Давным-давно, когда она была совсем крохой, отец показал ей, сколько радости и удовольствия можно извлечь из геометрической окружности и острого карандаша. Она сама научилась рисовать орнаменты, головки цветов, лепестки и изгибы, но самое большое удовольствие получала, описывая окружность на листе чистой белой бумаги. Очень красиво и очень точно. Карандаш двигался по бумаге, оставляя позади себя линию, которая с фатальной неизбежностью и удивительной точностью непременно заканчивалась именно в том месте, где и началась.
Круг был общепринятым символом бесконечности, вечности. Пенелопа вдруг отчетливо поняла, что если ее жизнь представляет собой ту тщательно выписанную карандашную линию, то очень скоро оба ее конца сомкнутся. Я совершила полный круг, сказала она себе и стала размышлять о том, на что ушли все эти годы. Этот вопрос время от времени беспокоил ее, вселяя в душу страх, что все отпущенное ей время пропало даром. Но теперь он уже не казался важным, а если и был на него ответ, то он больше не имел для нее никакого значения.
— Оливия?
— Мамочка! Какой приятный сюрприз.
— Я вдруг вспомнила, что не поздравила тебя с праздником Пасхи. Извини, может быть, еще не поздно. Правда, я не особенно надеялась, что застану тебя дома. Думала, ты все еще отдыхаешь.
— Я приехала только сегодня вечером. Была на острове Уайт.
— А у кого ты была в гостях?
— У Блейкисонов. Ты помнишь Шарлотту? Она когда-то вела раздел кулинарии в нашем журнале, но потом ушла от нас, решив посвятить себя семье.
— Ты хорошо провела праздники?
— Божественно. У них всегда очень весело. Полон дом гостей. И все идет как по маслу без видимых усилий.
— А тот симпатичный американец тоже был с тобой?

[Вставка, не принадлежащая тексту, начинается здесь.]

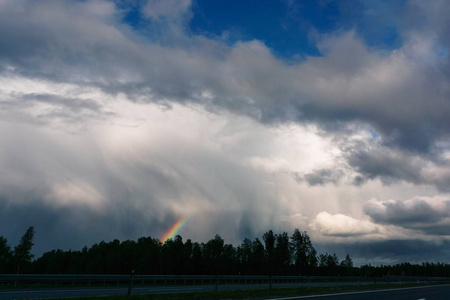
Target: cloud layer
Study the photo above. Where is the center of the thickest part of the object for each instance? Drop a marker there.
(128, 126)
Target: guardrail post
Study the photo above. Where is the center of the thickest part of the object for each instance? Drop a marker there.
(130, 285)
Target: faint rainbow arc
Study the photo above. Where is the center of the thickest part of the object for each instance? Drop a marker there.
(174, 229)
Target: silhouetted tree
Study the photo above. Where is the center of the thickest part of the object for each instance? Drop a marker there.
(282, 254)
(269, 246)
(5, 256)
(22, 252)
(303, 252)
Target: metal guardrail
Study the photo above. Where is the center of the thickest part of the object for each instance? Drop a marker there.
(50, 280)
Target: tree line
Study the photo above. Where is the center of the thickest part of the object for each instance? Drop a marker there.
(274, 254)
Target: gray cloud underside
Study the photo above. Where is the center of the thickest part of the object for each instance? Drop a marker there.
(400, 96)
(74, 43)
(393, 251)
(431, 217)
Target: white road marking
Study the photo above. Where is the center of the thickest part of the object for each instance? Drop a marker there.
(353, 293)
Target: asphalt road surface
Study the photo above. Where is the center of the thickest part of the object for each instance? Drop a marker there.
(440, 292)
(414, 293)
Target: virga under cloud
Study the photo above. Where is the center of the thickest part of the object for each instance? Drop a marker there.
(123, 117)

— Какой американец? А, Хэнк. Нет, он сейчас в Штатах.
— Мне показалось, он необыкновенно милый человек.
— Да, ты права, он очень мил. Он собирался позвонить, когда снова приедет в Лондон. А теперь лучше расскажи о себе. Как у вас дела?
— У нас все превосходно. Купаемся в роскоши.
— Тебе давно пора пожить в свое удовольствие после стольких мытарств. Я получила от Антонии длинное письмо. Мне показалось, она безумно счастлива.
— Они с Данусом уехали сегодня с самого утра и еще не вернулись. Поехали на южное побережье к его приятелю, у которого овощеводческая ферма. Я жду их с минуты на минуту.
— Как ведет себя Данус?
— Очень хорошо.
— Он все так же тебе нравится?
— Да. Даже больше, чем прежде. Но я никогда не встречала такого скрытного человека. Может быть, это как-то связано с тем, что он шотландец.
— Он не рассказывал тебе, почему не пьет и не садится за руль?
— Нет.
— Должно быть, он излечившийся алкоголик.
— Даже если и так, это его личное дело.
— Расскажи, как вы проводите время. Ты уже виделась с Дорис?
— Конечно. Она живет прекрасно. Все такая же веселая и жизнерадостная. В субботу мы целый день провели на обрыве возле Пенджизала. А вчера утром исполнились благочестия и все вместе пошли в церковь.
— Ну и как служба?
— Служба прекрасная. Местная церковь особенно красива, и, конечно, было очень много цветов и масса людей в необыкновенных шляпах, а музыка и пение просто восхитительны. Проповедь читал довольно занудный заезжий епископ, но прекрасная музыка компенсировала скуку от его проповеди. А в самом конце был крестный ход, и все мы стоя пели гимн «Святые, что отдыхают от трудов своих…». Возвращаясь домой, мы с Антонией сошлись на том, что это один из самых любимых наших гимнов.
Оливия засмеялась:
— Ну ты даешь, мамуля. Услышать такое от тебя! Мне бы никогда и в голову не пришло, что у тебя есть любимый гимн.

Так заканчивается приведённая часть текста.